Implements the conservation aspect of the Energy Law. Mandates the drafting and adoption of a new National Energy Conservation Master Plan, introduces voluntary energy efficiency standards and energy labeling, and calls for the development of incentives for improved energy management as well as disincentives for non-compliance. Specifies that producers or importers of energy appliances are responsible for implementing energy efficiency labeling. Mandates energy audits and public reporting on energy efficiency.
Directs Mayors, Governors, and Ministers to implement energy and water efficiency in government offices. Establishes the National Taskforce for Energy and Water Efficiency, which is charged with policy development for energy and water efficiency, reducing non-essential use of energy and water, and monitoring and reporting activities to the President.
Establishes a moratorium on new licenses to convert primary natural forests and peat lands. This is part of Indonesia’s commitments under the Letter of Intent signed with the Kingdom of Norway in May 2011 and is intended to facilitate Indonesia’s REDD+ activities.
Promotes sustainable development and establishes environmental planning policy. Establishes planning phases for environmental protection and management, inventory/data collection processes, the definition and provisions of eco-regions, and the creation of environmental protection and management plans. Stipulates that every business and/or activity that has a substantial impact on the environment is subject to an environmental impact analysis in order to obtain a license to conduct such business or activity. Outlines that the Government is responsible for controlling natural resources; controlling environmental pollution and damage; making strategic environmental assessments; providing quality standards of the environment; regulating legal actions and legal relations between persons and/or other legal subjects; controlling activities which have social impact; and developing a funding system for efforts to preserve environmental functions. Makes provisions for the management of hazardous and toxic materials as well as hazardous and toxic waste.
Aims to promote national energy efficiency, adoption of renewable energy, the diversification of energy supply, the improvement of the storage and transmission of energy, and energy access for remote, under-developed, and rural areas.
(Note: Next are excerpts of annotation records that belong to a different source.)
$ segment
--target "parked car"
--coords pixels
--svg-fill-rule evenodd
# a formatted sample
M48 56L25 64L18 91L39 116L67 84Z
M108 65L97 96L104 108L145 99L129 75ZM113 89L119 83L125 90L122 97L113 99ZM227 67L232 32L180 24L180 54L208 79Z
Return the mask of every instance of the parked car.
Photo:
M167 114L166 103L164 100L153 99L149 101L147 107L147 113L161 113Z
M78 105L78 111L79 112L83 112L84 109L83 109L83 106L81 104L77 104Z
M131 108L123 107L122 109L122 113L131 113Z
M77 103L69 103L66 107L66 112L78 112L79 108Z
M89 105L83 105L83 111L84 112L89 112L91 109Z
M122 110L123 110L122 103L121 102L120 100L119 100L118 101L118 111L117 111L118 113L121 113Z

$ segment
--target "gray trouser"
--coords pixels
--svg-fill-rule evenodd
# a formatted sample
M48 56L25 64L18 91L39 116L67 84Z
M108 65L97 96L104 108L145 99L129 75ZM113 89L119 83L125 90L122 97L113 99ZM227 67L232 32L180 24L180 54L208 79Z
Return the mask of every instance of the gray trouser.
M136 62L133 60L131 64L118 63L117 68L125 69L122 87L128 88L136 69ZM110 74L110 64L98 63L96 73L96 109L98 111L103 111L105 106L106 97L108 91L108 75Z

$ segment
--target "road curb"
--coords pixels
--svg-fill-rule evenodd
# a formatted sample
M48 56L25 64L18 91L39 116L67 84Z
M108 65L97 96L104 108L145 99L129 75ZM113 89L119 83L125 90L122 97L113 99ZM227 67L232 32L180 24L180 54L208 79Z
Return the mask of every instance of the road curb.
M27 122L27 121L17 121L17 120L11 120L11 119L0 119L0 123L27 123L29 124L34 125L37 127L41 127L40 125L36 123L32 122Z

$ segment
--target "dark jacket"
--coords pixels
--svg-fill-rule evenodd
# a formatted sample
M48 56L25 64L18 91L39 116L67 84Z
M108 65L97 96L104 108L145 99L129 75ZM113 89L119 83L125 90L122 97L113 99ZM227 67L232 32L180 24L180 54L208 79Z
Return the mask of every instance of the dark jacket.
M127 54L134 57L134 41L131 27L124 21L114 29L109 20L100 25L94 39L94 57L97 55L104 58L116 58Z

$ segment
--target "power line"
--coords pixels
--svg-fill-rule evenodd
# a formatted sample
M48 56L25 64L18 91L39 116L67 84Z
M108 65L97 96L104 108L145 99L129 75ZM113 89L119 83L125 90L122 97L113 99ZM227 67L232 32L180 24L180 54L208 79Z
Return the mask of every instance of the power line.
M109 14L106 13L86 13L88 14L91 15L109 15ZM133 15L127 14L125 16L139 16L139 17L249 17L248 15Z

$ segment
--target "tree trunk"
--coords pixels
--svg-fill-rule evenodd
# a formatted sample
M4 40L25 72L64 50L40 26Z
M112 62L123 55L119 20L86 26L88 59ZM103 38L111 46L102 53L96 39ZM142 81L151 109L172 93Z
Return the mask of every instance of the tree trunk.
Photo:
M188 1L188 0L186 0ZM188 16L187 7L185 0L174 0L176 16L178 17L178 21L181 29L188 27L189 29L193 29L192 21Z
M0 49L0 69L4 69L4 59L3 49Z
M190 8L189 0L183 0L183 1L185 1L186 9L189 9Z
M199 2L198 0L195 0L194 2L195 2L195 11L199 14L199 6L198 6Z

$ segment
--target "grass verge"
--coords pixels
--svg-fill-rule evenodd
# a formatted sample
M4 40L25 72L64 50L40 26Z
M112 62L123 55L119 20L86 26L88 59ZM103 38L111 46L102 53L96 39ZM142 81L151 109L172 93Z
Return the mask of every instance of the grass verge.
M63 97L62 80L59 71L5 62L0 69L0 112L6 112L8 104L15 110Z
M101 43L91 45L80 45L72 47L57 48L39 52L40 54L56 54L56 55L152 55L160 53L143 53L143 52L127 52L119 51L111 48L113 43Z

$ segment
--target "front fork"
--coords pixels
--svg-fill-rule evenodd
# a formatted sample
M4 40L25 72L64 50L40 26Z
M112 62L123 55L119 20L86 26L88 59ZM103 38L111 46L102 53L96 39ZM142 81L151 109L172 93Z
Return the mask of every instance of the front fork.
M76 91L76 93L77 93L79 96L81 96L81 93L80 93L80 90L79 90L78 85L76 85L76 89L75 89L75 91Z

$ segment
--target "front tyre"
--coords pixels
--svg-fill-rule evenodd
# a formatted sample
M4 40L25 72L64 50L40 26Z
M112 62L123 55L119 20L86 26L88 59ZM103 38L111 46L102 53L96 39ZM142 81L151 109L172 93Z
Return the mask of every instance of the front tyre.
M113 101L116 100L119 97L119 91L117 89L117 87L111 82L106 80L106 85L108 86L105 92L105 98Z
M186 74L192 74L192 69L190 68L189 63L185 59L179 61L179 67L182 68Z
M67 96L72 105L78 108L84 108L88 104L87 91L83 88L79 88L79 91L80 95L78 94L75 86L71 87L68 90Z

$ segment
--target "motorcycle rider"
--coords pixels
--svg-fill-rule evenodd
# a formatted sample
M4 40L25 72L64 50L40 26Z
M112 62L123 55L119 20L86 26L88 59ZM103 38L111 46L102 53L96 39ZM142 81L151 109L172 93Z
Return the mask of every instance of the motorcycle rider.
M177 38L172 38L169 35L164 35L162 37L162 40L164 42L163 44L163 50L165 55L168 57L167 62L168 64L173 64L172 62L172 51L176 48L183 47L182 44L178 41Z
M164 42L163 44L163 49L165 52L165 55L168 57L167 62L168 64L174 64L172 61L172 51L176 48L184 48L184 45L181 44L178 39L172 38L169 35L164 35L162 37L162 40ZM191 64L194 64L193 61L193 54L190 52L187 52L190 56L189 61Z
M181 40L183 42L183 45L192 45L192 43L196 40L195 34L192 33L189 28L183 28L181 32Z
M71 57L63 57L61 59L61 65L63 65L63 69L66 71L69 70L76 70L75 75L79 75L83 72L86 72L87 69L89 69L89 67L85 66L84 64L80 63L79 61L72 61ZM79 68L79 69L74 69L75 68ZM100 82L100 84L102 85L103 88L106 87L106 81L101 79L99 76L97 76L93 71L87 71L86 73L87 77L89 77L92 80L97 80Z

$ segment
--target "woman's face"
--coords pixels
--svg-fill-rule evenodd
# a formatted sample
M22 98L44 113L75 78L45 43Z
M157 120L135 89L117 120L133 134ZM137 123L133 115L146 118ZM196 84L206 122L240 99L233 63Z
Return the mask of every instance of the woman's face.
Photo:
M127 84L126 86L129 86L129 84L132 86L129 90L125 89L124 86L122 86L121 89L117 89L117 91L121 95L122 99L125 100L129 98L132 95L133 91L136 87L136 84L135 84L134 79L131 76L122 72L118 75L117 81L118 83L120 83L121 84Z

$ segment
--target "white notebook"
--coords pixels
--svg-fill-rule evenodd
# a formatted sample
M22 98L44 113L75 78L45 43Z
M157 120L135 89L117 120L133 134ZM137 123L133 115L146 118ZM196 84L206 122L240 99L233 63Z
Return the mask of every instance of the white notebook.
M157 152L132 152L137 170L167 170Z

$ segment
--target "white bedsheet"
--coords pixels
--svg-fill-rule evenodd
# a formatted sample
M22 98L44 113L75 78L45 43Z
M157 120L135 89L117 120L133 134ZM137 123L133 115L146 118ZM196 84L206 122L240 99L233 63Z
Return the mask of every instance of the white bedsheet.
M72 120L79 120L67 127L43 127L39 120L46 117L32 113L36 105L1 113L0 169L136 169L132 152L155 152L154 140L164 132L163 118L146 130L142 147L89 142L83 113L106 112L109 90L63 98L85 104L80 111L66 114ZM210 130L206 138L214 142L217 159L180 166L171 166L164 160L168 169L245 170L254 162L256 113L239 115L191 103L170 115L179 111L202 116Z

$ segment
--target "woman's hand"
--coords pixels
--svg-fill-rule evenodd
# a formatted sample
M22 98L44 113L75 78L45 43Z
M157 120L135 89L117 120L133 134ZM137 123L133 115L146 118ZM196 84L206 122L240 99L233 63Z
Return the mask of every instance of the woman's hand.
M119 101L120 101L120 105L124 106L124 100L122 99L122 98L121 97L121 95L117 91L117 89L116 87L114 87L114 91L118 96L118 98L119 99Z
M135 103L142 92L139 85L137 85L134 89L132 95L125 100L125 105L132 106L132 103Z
Establishes the institutional structure for energy management and the National Energy Council (NEC), which is responsible for designing, implementing, and monitoring national energy policy.
Regulates geothermal activities, specifies that geothermal activities will no longer be considered ‘mining activities’ and that tenders for geothermal exploration will now be issued by central government. Requires that local communities either receive a share in revenue or a production bonus from the geothermal power plant.
Establishes agency and its directive to manage and implement REDD+ in Indonesia: develop a national strategy for implementation and develop REDD+ safeguards, standards, and methodologies to measure GHG emissions. Aims at reducing GHG emissions from deforestation and degradation of forest and peatlands and maintain and increase carbon stock through forest conservation, sustainable forest management, and/or rehabilitation and restoration of damaged forest area.
By 2025, 22% minimum of energy supply mix to be from gas, 24% minimum by 2050.
By 2025, 30% minimum of energy supply mix to be from coal, 25% minimum by 2050.
By 2025, less than 25% of energy supply mix to be from oil, less than 20% by 2050.
By 2025, at least 23% of energy supply mix to be from new and renewable energy sources, at least 31% by 2050.
By 2030, 41% conditional reduction in GHG emissions in energy, waste, industrial process and product use, agriculture, and forestry, against BAU scenario, subject to availability of international support for finance, technology transfer and development and capacity building.
By 2030, 29% reduction in GHG emissions in energy, waste, industrial process and product use, agriculture, and forestry against BAU scenario.
By 2020, 26% reduction in GHG emissions in energy, waste, industrial process and product use, agriculture, and forestry, against BAU scenario.